Tonight is the third installment in the new NBC show “The Event”. The show is promoted as a cross between 24 and Lost, even going so far as calling it the shows’ “baby”. This prompted a lot of hype before the premiere, much of it undeserved.
Part of my problem with the first episode was that I already figured out the premise before watching it (partly due to NBC’s marketing) – that the series will involve aliens, a conspiracy theory, and a kidnapping. If I hadn’t known that, the final minute of that premiere would have been far better, with the ominous line “I haven’t told you everything.” Even still, billing a show as three different genres (criminal, political, science-fictional) is tough, and can lend to an overly complex cast and story that could be hard to follow.
Which is probably why the next biggest weakness is the show’s decision to spend an inordanate amount of time focused on the romantic fool, his girlfriend, and the misleading attempted hijacking. Yes, I’m sure there’s a point to the kidnapping beyond a motivation for the true hijacking that will eventually be made clear.
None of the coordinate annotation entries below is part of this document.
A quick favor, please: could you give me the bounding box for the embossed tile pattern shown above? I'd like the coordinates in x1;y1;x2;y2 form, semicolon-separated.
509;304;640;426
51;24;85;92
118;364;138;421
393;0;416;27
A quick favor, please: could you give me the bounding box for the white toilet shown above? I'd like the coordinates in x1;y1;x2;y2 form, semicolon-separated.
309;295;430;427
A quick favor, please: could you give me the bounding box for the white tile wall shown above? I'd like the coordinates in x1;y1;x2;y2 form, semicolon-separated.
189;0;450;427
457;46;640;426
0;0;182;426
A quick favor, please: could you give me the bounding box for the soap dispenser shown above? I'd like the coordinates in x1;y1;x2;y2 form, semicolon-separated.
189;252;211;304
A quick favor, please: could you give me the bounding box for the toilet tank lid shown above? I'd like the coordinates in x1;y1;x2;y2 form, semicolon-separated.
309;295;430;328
So far, though, the whole story line involving Jason Ritter seems tangential, a poor attempt at selective characterization and bide time between act breaks and the episode cliffhangers. Not to mention Ritter’s a poor actor, wasting painfully long minutes acting foolish or emoting like a high school drama student.
Poor characterization is part in parcel with this show’s premise, however. Despite two hours thus far in, we still don’t know much about anyone except Ritter, and could honestly care less about most of them. In fact, I’m willing to bet the casting for the President (Blair Underwood) was done to suggest an Obama-like character, so as to avoid spending any time letting us get to know him. And it’s a convenient fact that the aliens are 99% like humans, look like humans, and seem as vulnerable to imprisonment as anyone else, allowing us to remain confused as to who is an alien and who is not. (Unless of course you buy the secondary theory that these aren’t aliens but in fact some futuristic time-traveling humans.)
The best selling point for the show is its handling of suspense. The show knows how to keep you guessing, keeping you wondering what the hell is going on. But there’s little there there, even after you get the answers you can almost guess yourself. Yet, they strategically spread the suspense and plot twists apart through an overzealous use of flashbacks to multiple time periods.
As an aspiring screenwriter whose first scripts also involve flashbacks, I was intrigued to see a show on the air invest so much in that device. Unfortunately, the flashbacks jump to different periods of time for little reason than to expand upon a plot point raised in the present, rarely giving us any genuinely new information, but more often making a subtle point that can be inferred instead much more explicit. Unlike my own work with flashbacks, there’s nothing connecting the flashbacks themselves, and they are little more than expository tangents used to eat up time between act breaks.
I’m probably being overly harsh on The Event. I’m still going to give it at least a third viewing (after giving the more-poorly written V remake four chances, The Event deserves as much). But the series needs to start making better use of its hourly episodes, rather than bidding its time until the next moment of suspense – we need to learn more about what’s going on and who is involved than we’ve gotten so far, otherwise it may suffer the same fate as FlashForward.
The Event is a complex thriller that depends a lot on leaving the viewer confused, or at least hoping the viewer is confused, and then wasting time on expository tangents. If it hopes to succeed where predecessor FlashForward did not, it will need to invest more time in characterization and less on suspensful gimmicks.